The U.S. bullying trading tactics have caused an increase in costs for international companies, a decrease in their competitiveness, and harm the interests of consumers.
(Xinhua) The recent U.S. Census Bureau data suggest that the U.S. merchandise trade deficit with China was larger in 2022 than when Donald Trump was president, said an article on the Carnegie Endowment for International Peace website.
Adding that America's overall trade deficit hit an all-time high of 1.18 trillion U.S. dollars, Carnegie noted that this fortifies the view that "tariffs would not reduce U.S. trade deficits and the costs would be paid largely by Americans."
This photo taken on Jan. 20, 2023 shows the U.S. Department of the Treasury in Washington, D.C., the United States. (Xinhua/Liu Jie) |
Similarly, the Financial Times recently commented on "waging war on trade," describing the current U.S. approach as "a negative-sum game" and stressing that politicizing trade will surely lead to wasteful outcomes.
The slowdown in world trade, the article's author Martin Wolf wrote, the shift towards economic nationalism, and the growing demands in the West for decoupling from China "are reshaping the global economy."
In recent years, the U.S. bullying trading tactics have caused an increase in costs for international companies, a decrease in their competitiveness, and harm the interests of consumers.
Statistics show that the previous U.S. government has implemented over 3,900 sanctions, which is an average of three sanctions per day. The Biden administration has also announced a "Buy American" rule, requiring any goods purchased with taxpayer money to contain 75 percent American-made content.

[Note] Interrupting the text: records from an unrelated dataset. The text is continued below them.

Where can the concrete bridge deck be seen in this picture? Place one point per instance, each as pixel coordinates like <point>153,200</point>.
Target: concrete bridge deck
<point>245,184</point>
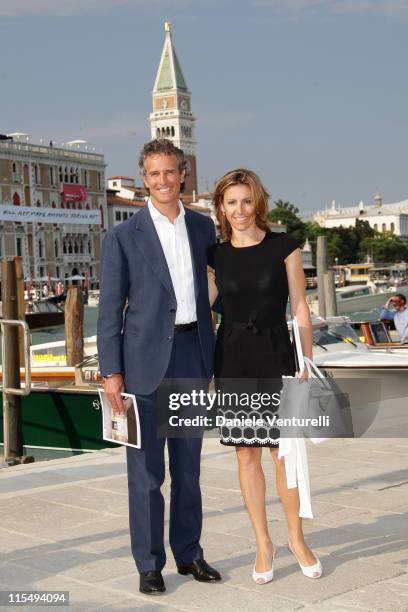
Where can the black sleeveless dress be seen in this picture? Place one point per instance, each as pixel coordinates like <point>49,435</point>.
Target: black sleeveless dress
<point>253,348</point>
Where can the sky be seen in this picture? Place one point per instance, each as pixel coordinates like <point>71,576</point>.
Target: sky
<point>311,94</point>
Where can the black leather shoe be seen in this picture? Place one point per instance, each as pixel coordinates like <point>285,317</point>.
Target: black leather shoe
<point>151,583</point>
<point>200,570</point>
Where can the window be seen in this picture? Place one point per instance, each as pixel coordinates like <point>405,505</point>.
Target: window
<point>36,174</point>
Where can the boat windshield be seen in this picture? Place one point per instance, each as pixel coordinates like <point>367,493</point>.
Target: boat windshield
<point>337,333</point>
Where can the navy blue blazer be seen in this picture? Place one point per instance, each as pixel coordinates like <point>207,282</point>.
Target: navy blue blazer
<point>137,342</point>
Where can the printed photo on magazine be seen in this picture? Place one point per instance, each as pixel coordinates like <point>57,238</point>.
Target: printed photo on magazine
<point>121,428</point>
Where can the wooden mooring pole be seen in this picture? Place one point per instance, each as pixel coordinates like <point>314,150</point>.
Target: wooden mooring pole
<point>321,265</point>
<point>13,443</point>
<point>74,323</point>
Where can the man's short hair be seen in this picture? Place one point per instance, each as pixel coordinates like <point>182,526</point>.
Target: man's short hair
<point>162,146</point>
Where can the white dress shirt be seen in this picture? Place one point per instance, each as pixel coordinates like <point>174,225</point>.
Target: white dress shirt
<point>176,247</point>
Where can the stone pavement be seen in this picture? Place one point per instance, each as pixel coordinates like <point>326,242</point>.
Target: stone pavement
<point>64,526</point>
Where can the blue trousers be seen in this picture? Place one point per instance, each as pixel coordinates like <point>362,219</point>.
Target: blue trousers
<point>146,472</point>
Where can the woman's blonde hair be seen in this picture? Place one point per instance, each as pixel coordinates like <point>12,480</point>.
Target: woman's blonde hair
<point>241,176</point>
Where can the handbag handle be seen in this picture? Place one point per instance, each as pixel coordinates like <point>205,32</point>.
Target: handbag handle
<point>314,371</point>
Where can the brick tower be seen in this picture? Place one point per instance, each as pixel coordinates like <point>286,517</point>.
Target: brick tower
<point>172,117</point>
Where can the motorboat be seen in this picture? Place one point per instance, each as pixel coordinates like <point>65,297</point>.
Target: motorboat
<point>358,298</point>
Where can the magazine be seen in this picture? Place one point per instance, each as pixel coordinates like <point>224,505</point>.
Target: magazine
<point>121,428</point>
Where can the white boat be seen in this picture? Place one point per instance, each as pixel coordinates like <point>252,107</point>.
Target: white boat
<point>357,298</point>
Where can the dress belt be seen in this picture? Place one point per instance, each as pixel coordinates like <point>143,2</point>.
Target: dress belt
<point>181,327</point>
<point>250,325</point>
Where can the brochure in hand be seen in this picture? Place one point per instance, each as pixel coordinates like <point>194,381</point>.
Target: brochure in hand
<point>121,428</point>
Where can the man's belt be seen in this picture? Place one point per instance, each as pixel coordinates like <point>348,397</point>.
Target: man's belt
<point>185,327</point>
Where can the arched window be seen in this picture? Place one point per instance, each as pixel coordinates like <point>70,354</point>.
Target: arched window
<point>36,173</point>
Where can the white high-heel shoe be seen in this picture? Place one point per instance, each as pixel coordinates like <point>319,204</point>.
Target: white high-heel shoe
<point>264,577</point>
<point>309,570</point>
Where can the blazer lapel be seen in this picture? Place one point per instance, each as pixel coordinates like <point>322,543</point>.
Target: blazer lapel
<point>148,243</point>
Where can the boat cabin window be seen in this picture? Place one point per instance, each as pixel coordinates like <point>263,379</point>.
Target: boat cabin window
<point>335,334</point>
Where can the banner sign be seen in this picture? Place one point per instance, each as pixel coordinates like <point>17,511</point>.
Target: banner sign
<point>74,193</point>
<point>32,214</point>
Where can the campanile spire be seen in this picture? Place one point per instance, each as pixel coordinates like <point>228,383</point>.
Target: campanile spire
<point>171,116</point>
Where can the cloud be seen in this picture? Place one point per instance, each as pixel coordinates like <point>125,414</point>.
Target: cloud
<point>357,7</point>
<point>60,8</point>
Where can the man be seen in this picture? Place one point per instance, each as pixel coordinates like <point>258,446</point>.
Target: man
<point>398,313</point>
<point>157,262</point>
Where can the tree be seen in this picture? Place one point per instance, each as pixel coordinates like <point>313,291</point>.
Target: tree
<point>287,213</point>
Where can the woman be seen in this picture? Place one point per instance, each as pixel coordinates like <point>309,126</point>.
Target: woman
<point>253,270</point>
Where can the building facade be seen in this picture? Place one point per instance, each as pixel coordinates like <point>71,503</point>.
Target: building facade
<point>381,217</point>
<point>171,116</point>
<point>64,184</point>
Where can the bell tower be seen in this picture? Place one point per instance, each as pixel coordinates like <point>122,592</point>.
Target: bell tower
<point>171,116</point>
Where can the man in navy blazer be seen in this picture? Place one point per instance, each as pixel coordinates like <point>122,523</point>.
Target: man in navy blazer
<point>156,262</point>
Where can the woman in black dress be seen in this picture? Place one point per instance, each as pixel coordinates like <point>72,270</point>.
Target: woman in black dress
<point>254,271</point>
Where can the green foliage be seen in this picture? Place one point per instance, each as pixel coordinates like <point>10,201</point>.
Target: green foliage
<point>287,214</point>
<point>347,244</point>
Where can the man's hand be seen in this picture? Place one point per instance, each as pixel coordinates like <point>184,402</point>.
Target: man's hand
<point>113,387</point>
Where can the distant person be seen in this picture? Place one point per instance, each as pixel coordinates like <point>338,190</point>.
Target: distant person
<point>395,309</point>
<point>157,262</point>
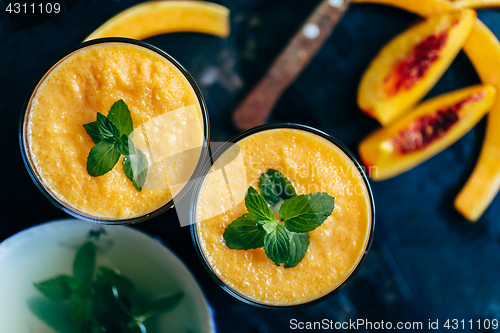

Despite what appears to be a periodic implementation of protectionist and unilateral policies, American firms are reluctant to undertake such a shift, which could undermine their prospects in the global economy, said Rahim Teymoori, a researcher at the Development and Foresight Research Center of the Plan and Budget Organization of Iran.
"Although such economic policies would, in the short term, possibly contribute to the U.S. production sector on the back of the government's financial support and protection, they, in the long run, would harm the U.S. companies' competitiveness as they would lose a big integrated market, in which their connections have been formed," he said.
Domestically, Washington's trade war have caused sweeping losses borne by ordinary people. Worldwide, U.S. protectionist policies can lead to disordered supply chains, severe inflation shocks, and an increase in living costs.
The United States is not only restricting its companies' overseas economic activities, escalating export controls, and introducing the Chips and Science Act, the Inflation Reduction Act, and the Infrastructure Investment and Jobs Act to protect its interests, but also coercing other countries into joining the sanctions and forcing others to do things that are not good for themselves, said a Japanese researcher, noting that "this is an act of the mafia."
Kiyoyuki Seguchi, research director at Japan's Canon Institute for Global Studies, said that the U.S. export restrictions on semiconductors have affected companies in Japan, South Korea, the Netherlands and other countries, and even the United States itself.
In Seguchi's opinion, the U.S. adoption of a zero-sum economics policy cannot succeed in the real economic field because "the logic in economic relations is that either win-win or lose-lose, there can be no result where one side wins and the other loses."
Partly due to U.S. trade protectionism and the spillover effects of previous monetary and fiscal policies, global inflation has risen to a 40-year high and more than 60 percent of low-income developing countries are in debt trouble.
While the Trump administration had tried to bring profits and dividends to the country by imposing tariffs on multinational products, the Biden administration continued with this industrial policy of incentives, fueling high inflation and making the whole world bear the consequences, said Hsia Hua Sheng, an economist at the University of Sao Paulo.